De l’influence des idées économiques sur la Banque centrale
Les ingénieurs économistes disposaient alors de modèles macroéconomiques. Leurs simulations permettaient de faire baisser le coût du travail, ce que l’on pensait nécessairement bon pour les jeunes. Mais la réforme s’est mise en place de telle manière qu’elle a totalement bouleversé le marché du travail, ce qui obligera Raymond Barre à mettre en oeuvre un deuxième, un troisième plan et ainsi de suite. La gauche en fera de même, à telle enseigne que l’on compte plus de douze plans, répétant toujours un mécanisme identique. De telles réformes ne touchent pas que la France. L’Allemagne, par exemple, disposait d’un système d’apprentissage qui était mal en point. Elle décide de changer non pas le mode d’entrée des jeunes sur le marché du travail, mais de subventionner l’apprentissage, bref, de faire en sorte que les entreprises continuent le même type de politique. Au lieu de changer le modèle, on le consolide.
Reste que l’on constate un phénomène de dégradation du travail, doublé d’inflation et d’un second choc pétrolier. La politique macroéconomique mise en œuvre en France était alors relativement proche de celle des Etats-Unis. J’ai dit que l’expert économiste peut jouer un rôle majeur en politique. Aux États-Unis, Paul Volcker arrive à la tête de la Réserve fédérale américaine en 1979, avec l’objectif de casser l’inflation. Il demande à ses services d’étudier le moyen de baisser l’inflation de 14 à 4 %. À l’époque, on mettait en avant un ratio, qui a depuis disparu : le ratio de sacrifice, qui tend à évaluer ce que coûterait une telle politique. Ses services font tourner leurs machines et concluent qu’il faudrait casser de cinq fois la richesse nationale américaine pour y parvenir, soit un choc considérable.
Parallèlement, de jeunes économistes se sont interrogés et ont avancé deux nouveaux types de théories.
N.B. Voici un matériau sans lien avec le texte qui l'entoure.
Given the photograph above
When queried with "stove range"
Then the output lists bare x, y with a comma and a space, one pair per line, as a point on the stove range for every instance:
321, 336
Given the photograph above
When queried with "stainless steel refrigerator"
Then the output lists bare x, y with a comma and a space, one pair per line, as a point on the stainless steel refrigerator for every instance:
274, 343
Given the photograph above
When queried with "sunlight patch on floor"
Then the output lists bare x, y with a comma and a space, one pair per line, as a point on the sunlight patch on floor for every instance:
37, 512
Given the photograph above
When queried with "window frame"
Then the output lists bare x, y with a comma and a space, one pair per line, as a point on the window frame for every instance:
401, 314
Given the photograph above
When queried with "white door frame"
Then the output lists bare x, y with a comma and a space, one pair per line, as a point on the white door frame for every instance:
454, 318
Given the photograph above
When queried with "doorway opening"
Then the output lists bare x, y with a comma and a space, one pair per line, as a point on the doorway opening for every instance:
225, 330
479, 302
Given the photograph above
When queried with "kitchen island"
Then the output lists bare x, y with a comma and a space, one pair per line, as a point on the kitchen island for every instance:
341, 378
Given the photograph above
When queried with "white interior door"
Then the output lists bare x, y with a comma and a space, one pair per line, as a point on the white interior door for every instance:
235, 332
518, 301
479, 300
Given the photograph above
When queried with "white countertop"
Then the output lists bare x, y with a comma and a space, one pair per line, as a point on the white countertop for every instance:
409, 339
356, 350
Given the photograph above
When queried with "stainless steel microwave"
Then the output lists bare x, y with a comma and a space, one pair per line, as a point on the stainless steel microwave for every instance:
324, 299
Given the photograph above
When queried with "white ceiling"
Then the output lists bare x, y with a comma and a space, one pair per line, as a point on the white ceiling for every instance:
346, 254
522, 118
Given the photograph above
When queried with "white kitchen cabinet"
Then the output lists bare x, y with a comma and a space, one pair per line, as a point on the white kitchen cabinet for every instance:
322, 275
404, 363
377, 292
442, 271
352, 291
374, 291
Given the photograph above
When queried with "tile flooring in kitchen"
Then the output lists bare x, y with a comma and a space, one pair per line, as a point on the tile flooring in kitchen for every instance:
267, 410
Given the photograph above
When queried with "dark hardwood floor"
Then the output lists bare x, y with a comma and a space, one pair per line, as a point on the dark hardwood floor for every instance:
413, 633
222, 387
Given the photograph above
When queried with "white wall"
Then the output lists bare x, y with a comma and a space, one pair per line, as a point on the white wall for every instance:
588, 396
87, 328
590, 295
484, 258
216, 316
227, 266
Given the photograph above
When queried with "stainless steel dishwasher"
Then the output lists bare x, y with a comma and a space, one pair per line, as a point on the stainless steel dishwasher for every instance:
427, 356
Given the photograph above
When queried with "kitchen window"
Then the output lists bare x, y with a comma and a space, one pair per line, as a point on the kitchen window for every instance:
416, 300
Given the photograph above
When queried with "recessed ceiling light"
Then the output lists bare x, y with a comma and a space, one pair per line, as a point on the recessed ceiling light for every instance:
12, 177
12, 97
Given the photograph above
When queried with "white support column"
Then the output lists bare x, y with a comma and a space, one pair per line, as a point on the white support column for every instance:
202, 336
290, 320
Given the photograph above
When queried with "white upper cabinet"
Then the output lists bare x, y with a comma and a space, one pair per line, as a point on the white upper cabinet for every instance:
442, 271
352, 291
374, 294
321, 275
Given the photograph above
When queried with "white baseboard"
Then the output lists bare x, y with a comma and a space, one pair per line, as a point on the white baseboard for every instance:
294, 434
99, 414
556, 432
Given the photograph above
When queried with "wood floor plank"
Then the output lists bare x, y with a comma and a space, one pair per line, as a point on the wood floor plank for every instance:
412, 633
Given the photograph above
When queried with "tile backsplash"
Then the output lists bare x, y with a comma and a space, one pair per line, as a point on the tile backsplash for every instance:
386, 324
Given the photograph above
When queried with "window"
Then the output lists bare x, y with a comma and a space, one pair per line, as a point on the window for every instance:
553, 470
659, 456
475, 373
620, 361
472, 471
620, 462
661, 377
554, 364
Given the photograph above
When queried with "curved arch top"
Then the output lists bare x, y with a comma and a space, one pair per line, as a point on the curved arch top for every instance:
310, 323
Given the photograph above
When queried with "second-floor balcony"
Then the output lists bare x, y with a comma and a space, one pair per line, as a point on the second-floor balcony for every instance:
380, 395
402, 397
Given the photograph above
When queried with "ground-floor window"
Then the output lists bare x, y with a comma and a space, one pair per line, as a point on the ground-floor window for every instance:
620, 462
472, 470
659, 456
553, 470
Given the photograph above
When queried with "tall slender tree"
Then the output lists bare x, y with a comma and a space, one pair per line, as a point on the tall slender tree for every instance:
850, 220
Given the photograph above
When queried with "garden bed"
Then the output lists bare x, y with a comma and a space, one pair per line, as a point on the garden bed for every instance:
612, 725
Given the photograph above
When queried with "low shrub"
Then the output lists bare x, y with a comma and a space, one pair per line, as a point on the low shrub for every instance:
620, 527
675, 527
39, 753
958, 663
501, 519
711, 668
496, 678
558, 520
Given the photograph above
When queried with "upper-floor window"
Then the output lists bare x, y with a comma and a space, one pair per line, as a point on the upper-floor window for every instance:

La première porte sur la formation des prix et des salaires. Ce sont des agents économiques qui réclameront des salaires plus élevés en période d’inflation, laquelle se reproduira. Si tous les agents croient qu’il y aura de l’inflation, il y en aura. La « casser » sera très difficile, tant ils ont en tête une telle situation. Dans les faits, personne ne croit à la baisse de l’inflation, tant et si bien qu’une éventuelle intervention publique sera très difficile à mettre en œuvre. Surtout si la banque centrale a une politique discrétionnaire, ne respectant pas ses annonces.
De jeunes économistes estiment qu’une voie totalement différente peut être prise. Elle consiste à se fixer une règle : si l’on décide de tout faire pour que l’économie ne soit pas inflationniste, on devient crédible, ce qui permettra de faire disparaître l’inflation. Volcker se retrouve ainsi face à un dilemme entre d’anciens et de jeunes économistes qui le lanceraient dans une sorte de vaste néant.
Que fait-il pour supprimer l’inflation aux États-Unis ?
Il serre les boulons, tellement que le pays connaît sa plus forte récession et ses plus fortes montées de chômage depuis les années 1930. Revenons à la France et aux années 1980. On ne sait pas si l’économie va reprendre ou pas, tant la situation est mouvante. Là aussi, tous les instituts de conjoncture observent qu’un fou est à la tête de la Banque centrale, et qu’il ne pourra pas poursuivre éternellement sa politique. Il sera obligé de reprendre une politique expansionniste, qui débouchera sur une reprise de la croissance mondiale par la demande américaine. Lorsque François Mitterrand arrive aux affaires, tous les voyants sont au vert. On dit à la gauche française, en particulier des économistes particulièrement orthodoxes, que c’est le bon moment pour relancer l’économie française car une demande mondiale va lui être adressée, suffisante pour que la France soit isolée dans sa relance. Or, personne n’avait compris ce qui se jouait aux Etats-Unis. Que constate-t-on ? Patatras ! Volcker veut être crédible et poursuit sa politique. Tant et si bien que les prévisions de croissance s’avèrent totalement erronées. L’économie mondiale, notamment le commerce mondial, qui devait augmenter de cinq points selon I’ocde, enregistre une baisse de 7 %. Et dès 1983, l’inflation est vaincue aux États-Unis. Le pays ne connaîtra plus de pics d’inflation à deux chiffres. Où l’on voit comment des idées économiques peuvent radicalement modifier une politique, même macro-économique qui est celle d’une Banque centrale.